8B.1 Remembering the Great Scientist and Mentor Ron Przybylinski

Wednesday, 25 January 2017: 8:30 AM
Conference Center: Tahoma 3 (Washington State Convention Center )
James E. Sieveking Jr., NWS, Saint Charles, MO

The National Weather Service (NWS) lost one of its brightest and most beloved scientists on 12 March 2015, with the passing of Ron Przybylinski. Ron served as the Science and Operations Officer (SOO) at the NWS Weather Forecast Office in St. Louis since 1991 and was well known throughout the agency and greater meteorological community, not only as a great scientist, but also as a caring, engaging, and thoughtful colleague. During his 35-year career with the NWS, Ron made major contributions to operational meteorology and became a recognized expert on quasi-linear convective systems, bow echoes, mesoscale convective systems, as well as the convective winds and tornadogenesis associated with these thunderstorm structures. 

Throughout his career, Ron enthusiastically shared his research with his peers throughout the NWS and mentored countless forecasters and students across the country. He worked with the academic research community and was a principal investigator on the severe straight-line winds component of the COMET Cooperative Project with Saint Louis University. He was instrumental in helping bring new, life-saving technology into operations, serving as a project leader on the Operational Test and Evaluation of the WSR-88D Doppler Radar and a key organizer and participant in the 2003 Bow Echo and Mesoscale Convective Vortex Experiment (BAMEX). Ron was also an active member of both the American Meteorological Society (AMS) and National Weather Association (NWA); serving on both the AMS Severe Local Storms Committee and as a Councilor for the NWA. Ron published numerous scientific papers and gave many presentations at both AMS and NWA conferences over his distinguished career.
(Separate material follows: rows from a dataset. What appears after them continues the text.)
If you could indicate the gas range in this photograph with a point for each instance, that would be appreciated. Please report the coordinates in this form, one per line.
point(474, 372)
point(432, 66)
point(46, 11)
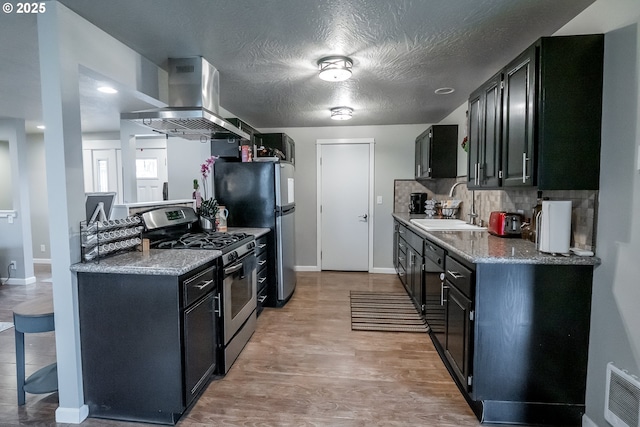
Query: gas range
point(176, 228)
point(232, 245)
Ron was recognized for his scientific achievements in 1989 as a recipient of the NWA Operational Research Award, in 2003 with the NWA T. Theodore Fujita Research Achievement Award, and in 2012 with the Charles L. Mitchell Award by the AMS “for improving NWS warnings through collaborative research and training in recognizing Doppler radar signatures associated with high wind events in quasi-linear convective systems.” In 2013, NOAA honored Ron with the Distinguished Career Award “for his work, which has improved our understanding of severe weather threats to our Nation, including damaging straight-line winds and tornadoes.”

Ron’s intense curiosity about the science of meteorology, his selflessness in working with countless young scientists across the country, and his unwavering dedication to public service will live on in all those fortunate enough to have known or worked with him.